Mathias Du Souich, un étudiant de 21 ans, estime pour sa part que "si on perd encore des postes, c’est toute la région qui va mourir, les licenciements se répercutent sur tout, il faut arrêter le carnage"

Devant le palais de...justice ?

S’arrêtant devant tous les lieux publics, de la mairie à la préfecture en passant par la permanence de la députée UMP. A chaque fois, des sifflets, voire des lancers d’oeufs. Et le même cri : « Les députés en CDD. Les élus, au boulot. » Car les licenciés de Thomé-Génot, de Glaverbel, de Delphi, ou ceux qui sont menacés chez Visteon, ressentent tous la même chose : les pouvoirs publics ne semblent pas très efficaces pour arrêter l’hémorragie d’emplois qui touche les sous-traitants et les fournisseurs de l’industrie automobile.

Comme toujours dans ces cas là les seuls silencieux dans cette affaire ce sont les directions d’entreprises qui, comme l’indique la dépêche AFP « la direction n’a pas souhaité s’exprimer. »

Depuis 1999, sa ville a perdu près de 600 habitants, presque autant d’enfants, sans parler de l’impact sur le commerce et les impôts locaux.

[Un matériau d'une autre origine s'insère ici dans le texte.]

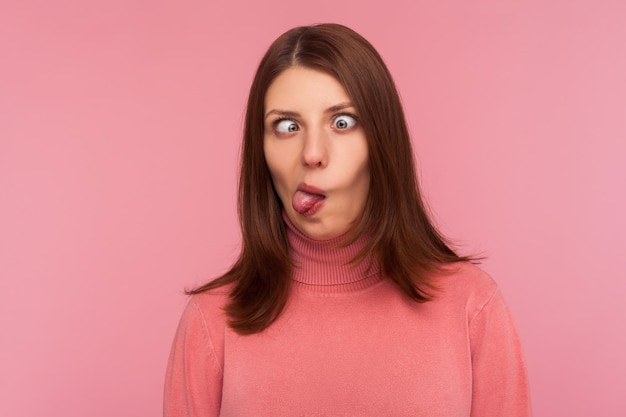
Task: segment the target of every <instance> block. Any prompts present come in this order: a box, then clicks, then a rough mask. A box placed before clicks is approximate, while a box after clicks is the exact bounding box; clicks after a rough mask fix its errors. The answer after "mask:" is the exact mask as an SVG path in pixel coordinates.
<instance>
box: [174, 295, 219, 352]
mask: <svg viewBox="0 0 626 417" xmlns="http://www.w3.org/2000/svg"><path fill="white" fill-rule="evenodd" d="M229 293H230V286H223V287H220V288H214V289H211V290H207V291H204V292H201V293H197V294H193V295H192V296H191V297H189V301H188V302H187V306H186V307H185V310H184V312H183V314H182V317H181V319H180V325H179V329H180V330H183V331H185V332H186V333H188V336H192V335H195V336H196V337H198V336H199V335H203V337H204V338H206V339H207V340H208V341H210V340H220V339H223V335H224V332H225V330H226V327H227V326H228V325H227V316H226V313H225V311H224V308H225V307H226V305H227V304H228V300H229ZM180 330H179V331H180Z"/></svg>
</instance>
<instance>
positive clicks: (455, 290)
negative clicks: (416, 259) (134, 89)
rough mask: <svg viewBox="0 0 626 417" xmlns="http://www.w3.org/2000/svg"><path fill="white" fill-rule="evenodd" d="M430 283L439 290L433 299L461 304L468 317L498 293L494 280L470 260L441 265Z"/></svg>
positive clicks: (479, 311) (476, 313)
mask: <svg viewBox="0 0 626 417" xmlns="http://www.w3.org/2000/svg"><path fill="white" fill-rule="evenodd" d="M432 283H433V284H434V285H435V286H436V287H437V288H439V290H440V291H438V292H436V294H435V299H438V300H440V301H441V302H447V303H452V304H455V305H457V306H463V307H464V309H465V311H466V312H467V314H468V315H469V318H470V319H471V318H472V316H474V315H475V314H477V313H478V312H480V311H481V310H482V309H483V308H484V307H485V305H487V304H488V303H489V302H490V301H491V300H492V299H493V298H494V297H495V296H497V295H498V294H499V288H498V284H497V283H496V281H495V280H494V279H493V278H492V277H491V276H490V275H489V274H488V273H487V272H485V271H484V270H482V269H481V268H480V267H478V266H477V265H475V264H472V263H470V262H458V263H454V264H448V265H445V266H443V267H441V268H440V270H439V271H438V272H437V273H435V274H434V276H433V280H432Z"/></svg>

Les chiffres du chômage s’envolent. Les maires notent aussi l’explosion des demandes de RMI. Et « la distribution de bons alimentaires pour des familles qui n’ont plus rien à bouffer, ne payent plus l’eau, ni les loyers, ni l’électricité », comme le dit un autre élu.

Sur le porche de l’usine, une banderole, reprise dans le cortège : « Rendez-nous notre dignité. 30.000 euros par personne. » Un montant égal à la prime que souhaiteraient obtenir les syndicats sous peine de ne pas se limiter à brûler des pneus devant la préfecture...30 000 euros cela ne fait pas un emploi est ce à dire que les salariés ne croient pas possible de le sauver ?

Ici le souvenir de l’usine Cellatex, à Givet, est présent. En 2000, sans réponse des pouvoirs publics à la fermeture du site, les salariés avaient menacé de faire sauter leur usine. Martine Aubry, alors ministre du Travail, avait tardé à réagir. S’ils ont obtenu pour partie l’indemnité de départ cela n’a réglé en rien le problème de l’emploi. « En six ans, rien n’a bougé, dit Michel, licencié de Thomé-Génot. On perd toujours notre boulot, les gosses vont travailler ailleurs, et tout le monde s’en fout. » Vendredi, il y avait beaucoup de jeunes dans le cortège, tee-shirt sur le dos avec inscrit : « Stop au massacre des emplois. »

La lutte continue. Les salariés foncent avec l’énergie d’un sanglier blessé. Piquets de grève, délégations nombreuses en préfecture et au tribunal, barricades dans les rues : les sangliers ne veulent pas se laisser tuer .

Ici comme ailleurs la lutte pour l’emploi est une nécessité vitale si l’on ne veut pas, que la pauvreté s’étendant, ce ne soit pas des pneus qui brûlent devant les préfectures.